Le constat d’une capacité d’influence croissante des parties prenantes sur les organisations par le biais des réseaux sociaux est aujourd’hui largement partagé. Or, à la démocratie 2.0 annoncée a en réalité succédé un régime ressortant davantage de la prépondérance des multitudes, des rumeurs, du tumulte et de l'imprévisible. Si le propre des relations publiques est de produire du consentement, on assiste aujourd’hui à l’affaiblissement du consensus ainsi qu’à la disparition de l’indifférence qui encadrait jusqu’ici les activités de nombreux secteurs.
L’émergence du véganisme, à titre d’exemple, n’est que l’un des avatars les plus emblématiques de ce mouvement de remise en cause de ce qui était, hier encore, indiscutable. La fronde anti fake meds, impulsée par des acteurs du monde de la santé, n’est qu’une variante sectorielle de ce phénomène.
Dans ce cadre, le retour à la "normale", c’est-à-dire au consensus visé par les communicants, semble devenir de plus en plus inatteignable. Plus que jamais, chaque acteur, chaque organisation est le porteur d’une cause à défendre. Face à cette situation, l’illusion du consensus, qui a pu par moment bercer la communication corporate, vole en éclats.
Bataille des narratifs
Conséquence de ce nouvel état de fait, la communication corporate s’apparente de plus en plus à de la communication politique. Bataille des cœurs, concurrence des narratifs ou encore influence auprès d’un acteur décisif: comme en communication politique, il s’agit d’identifier les forces et les faiblesses du camp opposé pour répondre point par point aux argumentaires opposés, pointer les faiblesses narratives et imposer sa propre grille de lecture.
Cette bataille des narratifs, cette guerre des mots est plus que jamais l’alpha et l’oméga de la communication. La capacité à imposer un narratif en phase avec ses intérêts immédiats et calibré en fonction d’audiences ciblées est centrale. C’est à l’aune de cet état de fait que le digital et la data revêtent une importance stratégique.
En parallèle, il s’agit de reconnaître et de recruter des alliés dans son écosystème. C’est cette capacité à mettre au jour les acteurs tiers, que ce soient des universitaires, des fact checkers, des élus ou encore des décideurs locaux, qui est facilitée par la data et le croisement de sources.
Mesurer le poids des discours
Alors que de nombreux secteurs économiques sont confrontés, de manière plus ou moins consciente, à la conflictualité narrative, les organisations ne peuvent se permettre d’ignorer cette configuration dans leurs stratégies de communication.
Les réseaux sociaux renforcent la compréhension des mécanismes d’influence. Par exemple, l’analyse sémantique permise par les algorithmes de traitement du langage met au jour les lignes de front délimitant les différentes zones d’influence des parties prenantes.
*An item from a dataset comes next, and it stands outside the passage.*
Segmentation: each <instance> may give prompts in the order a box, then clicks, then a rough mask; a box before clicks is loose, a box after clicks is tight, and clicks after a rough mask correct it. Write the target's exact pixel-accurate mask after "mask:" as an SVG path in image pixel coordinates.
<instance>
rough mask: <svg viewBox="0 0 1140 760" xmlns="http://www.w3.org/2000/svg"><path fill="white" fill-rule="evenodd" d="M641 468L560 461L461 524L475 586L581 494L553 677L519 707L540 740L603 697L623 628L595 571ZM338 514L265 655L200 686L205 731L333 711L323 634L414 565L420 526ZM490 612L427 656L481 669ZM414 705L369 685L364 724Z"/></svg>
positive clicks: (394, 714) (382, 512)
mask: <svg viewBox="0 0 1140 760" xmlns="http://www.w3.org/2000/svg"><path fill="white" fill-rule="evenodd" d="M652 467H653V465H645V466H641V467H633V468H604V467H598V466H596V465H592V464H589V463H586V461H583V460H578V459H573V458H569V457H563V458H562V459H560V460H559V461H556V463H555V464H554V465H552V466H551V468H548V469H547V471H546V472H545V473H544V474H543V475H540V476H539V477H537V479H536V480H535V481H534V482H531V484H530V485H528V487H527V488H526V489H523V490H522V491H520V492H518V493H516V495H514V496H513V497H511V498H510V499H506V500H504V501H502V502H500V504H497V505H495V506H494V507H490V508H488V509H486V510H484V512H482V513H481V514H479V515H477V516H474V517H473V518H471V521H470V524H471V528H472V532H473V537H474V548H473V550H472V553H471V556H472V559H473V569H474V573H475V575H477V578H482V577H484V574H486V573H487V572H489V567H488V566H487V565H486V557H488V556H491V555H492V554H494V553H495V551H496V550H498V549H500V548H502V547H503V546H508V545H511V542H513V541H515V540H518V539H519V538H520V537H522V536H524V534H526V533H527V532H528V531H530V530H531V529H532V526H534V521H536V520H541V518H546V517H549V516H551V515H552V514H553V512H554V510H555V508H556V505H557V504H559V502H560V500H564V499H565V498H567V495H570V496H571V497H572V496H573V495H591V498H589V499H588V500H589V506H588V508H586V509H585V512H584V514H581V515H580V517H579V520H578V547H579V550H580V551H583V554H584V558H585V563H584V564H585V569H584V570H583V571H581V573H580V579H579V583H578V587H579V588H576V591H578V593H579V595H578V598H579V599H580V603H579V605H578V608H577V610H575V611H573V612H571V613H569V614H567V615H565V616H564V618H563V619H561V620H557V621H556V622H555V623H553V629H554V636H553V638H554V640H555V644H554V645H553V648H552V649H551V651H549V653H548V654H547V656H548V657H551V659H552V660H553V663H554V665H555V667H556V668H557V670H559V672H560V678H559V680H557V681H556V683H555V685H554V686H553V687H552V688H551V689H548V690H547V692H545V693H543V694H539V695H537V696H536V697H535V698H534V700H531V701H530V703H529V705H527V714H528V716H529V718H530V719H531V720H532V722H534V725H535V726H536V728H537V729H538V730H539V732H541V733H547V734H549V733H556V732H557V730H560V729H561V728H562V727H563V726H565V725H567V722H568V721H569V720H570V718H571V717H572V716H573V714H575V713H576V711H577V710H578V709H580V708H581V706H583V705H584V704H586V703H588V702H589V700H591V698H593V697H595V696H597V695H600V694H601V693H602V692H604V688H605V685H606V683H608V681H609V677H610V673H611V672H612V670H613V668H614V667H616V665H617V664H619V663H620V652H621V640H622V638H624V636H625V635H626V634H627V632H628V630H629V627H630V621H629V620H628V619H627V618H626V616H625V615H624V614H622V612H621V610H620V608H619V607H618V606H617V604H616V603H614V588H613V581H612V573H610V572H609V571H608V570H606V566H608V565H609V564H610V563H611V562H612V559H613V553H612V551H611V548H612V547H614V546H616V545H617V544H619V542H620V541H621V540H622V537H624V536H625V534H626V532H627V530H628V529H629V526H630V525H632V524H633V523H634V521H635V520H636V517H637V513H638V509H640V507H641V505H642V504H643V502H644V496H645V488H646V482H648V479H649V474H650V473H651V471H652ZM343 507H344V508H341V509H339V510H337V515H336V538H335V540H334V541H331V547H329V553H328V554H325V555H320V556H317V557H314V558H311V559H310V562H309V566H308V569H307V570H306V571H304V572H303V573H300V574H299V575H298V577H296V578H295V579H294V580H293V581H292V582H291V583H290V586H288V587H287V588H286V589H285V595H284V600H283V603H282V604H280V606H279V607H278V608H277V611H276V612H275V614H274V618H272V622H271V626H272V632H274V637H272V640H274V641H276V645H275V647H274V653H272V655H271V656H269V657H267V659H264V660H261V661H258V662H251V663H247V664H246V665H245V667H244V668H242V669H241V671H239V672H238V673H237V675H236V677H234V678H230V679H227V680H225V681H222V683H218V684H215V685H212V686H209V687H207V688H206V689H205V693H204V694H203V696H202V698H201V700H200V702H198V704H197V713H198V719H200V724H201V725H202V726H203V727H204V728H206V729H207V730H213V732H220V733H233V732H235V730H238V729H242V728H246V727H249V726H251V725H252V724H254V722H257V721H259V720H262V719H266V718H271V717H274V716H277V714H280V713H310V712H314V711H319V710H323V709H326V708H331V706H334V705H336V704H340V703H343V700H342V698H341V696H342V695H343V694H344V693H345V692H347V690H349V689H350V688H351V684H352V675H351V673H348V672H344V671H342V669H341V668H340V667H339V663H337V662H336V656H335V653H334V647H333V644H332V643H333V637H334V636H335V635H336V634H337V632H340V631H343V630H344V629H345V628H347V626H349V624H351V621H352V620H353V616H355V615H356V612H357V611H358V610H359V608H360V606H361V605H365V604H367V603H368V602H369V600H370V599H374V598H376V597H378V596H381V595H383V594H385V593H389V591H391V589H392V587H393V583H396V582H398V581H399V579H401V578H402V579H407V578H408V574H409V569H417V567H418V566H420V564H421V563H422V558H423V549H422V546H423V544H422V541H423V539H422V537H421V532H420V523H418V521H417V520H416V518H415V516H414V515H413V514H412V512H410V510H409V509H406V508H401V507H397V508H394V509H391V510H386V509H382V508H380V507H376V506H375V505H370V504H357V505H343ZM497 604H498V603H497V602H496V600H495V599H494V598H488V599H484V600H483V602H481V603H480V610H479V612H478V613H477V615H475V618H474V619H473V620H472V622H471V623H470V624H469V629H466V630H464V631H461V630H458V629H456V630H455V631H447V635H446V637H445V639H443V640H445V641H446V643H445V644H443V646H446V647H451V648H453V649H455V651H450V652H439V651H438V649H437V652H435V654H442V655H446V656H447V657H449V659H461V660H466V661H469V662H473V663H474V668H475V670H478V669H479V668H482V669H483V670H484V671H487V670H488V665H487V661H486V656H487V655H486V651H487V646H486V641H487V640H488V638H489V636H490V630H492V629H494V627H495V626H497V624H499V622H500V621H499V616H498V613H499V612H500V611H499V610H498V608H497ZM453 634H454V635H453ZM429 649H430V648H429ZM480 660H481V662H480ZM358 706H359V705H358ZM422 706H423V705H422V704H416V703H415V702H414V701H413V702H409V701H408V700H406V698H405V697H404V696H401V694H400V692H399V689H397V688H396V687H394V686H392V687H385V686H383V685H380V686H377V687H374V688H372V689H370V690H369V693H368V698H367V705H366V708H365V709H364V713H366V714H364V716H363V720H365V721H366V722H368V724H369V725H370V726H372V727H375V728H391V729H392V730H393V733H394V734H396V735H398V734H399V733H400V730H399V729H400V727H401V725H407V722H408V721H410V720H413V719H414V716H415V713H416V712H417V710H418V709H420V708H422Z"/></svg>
La data permet de mesurer le poids des discours, d’analyser la capacité d’un narratif à transformer une structure sociale donnée, mais également d’étayer des logiques de containment voire de contre-influence. Ce vocabulaire inspiré des traités de stratégie sied parfaitement au schéma communicationnel prévalant à l’ère des réseaux sociaux.
Le recueil de données permet d’accorder le temps nécessaire à la phase de cadrage de la communication, pour mettre au jour les différents mécanismes d’ingénierie sociale propres aux écosystèmes ciblés. Aussi, à l’inflation - plus ou moins pertinente - des dispositifs digitaux et à l’accumulation des indicateurs vides de sens, les organisations doivent désormais privilégier l’élaboration d’une stratégie d’influence fondée sur la connaissance la plus fine possible de leurs parties prenantes.
Dispatching du contenu
En termes de stratégie content, le croisement de données (réseaux sociaux et bases de données administratives par exemple) permet d’allier une appréhension fine des forces en présence couplée à une grille de lecture qui accorde toute son importance au fait local et à la composante socio-démographique. Dans le cadre d’une stratégie d’influence, la disparité des acteurs et des populations ciblées implique de facto un dispatching du contenu en phase avec ces spécificités identitaires.
La multiplicité d’acteurs impliqués, les caractéristiques techniques des réseaux sociaux et l’hyper-politisation discursive rendent illusoires les coups de spin du XXe siècle qui permettaient, à grand renfort de mass media, de changer l’état de l’opinion sur un sujet et/ou un produit.
Pour défendre un sujet, il doit y avoir aujourd’hui autant de discours que de (sous-)catégories communautaires. La data permet d’identifier ces sous-ensembles et de contribuer au framing des différents axes de discours. Sa dimension analytique apparaît d’autant plus stratégique dans le cadre de la défense des citadelles assiégées économiques de nos sociétés contemporaines, et permet aux relations publiques de se réinventer sans pour autant se perdre dans les méandres de la digitalisation.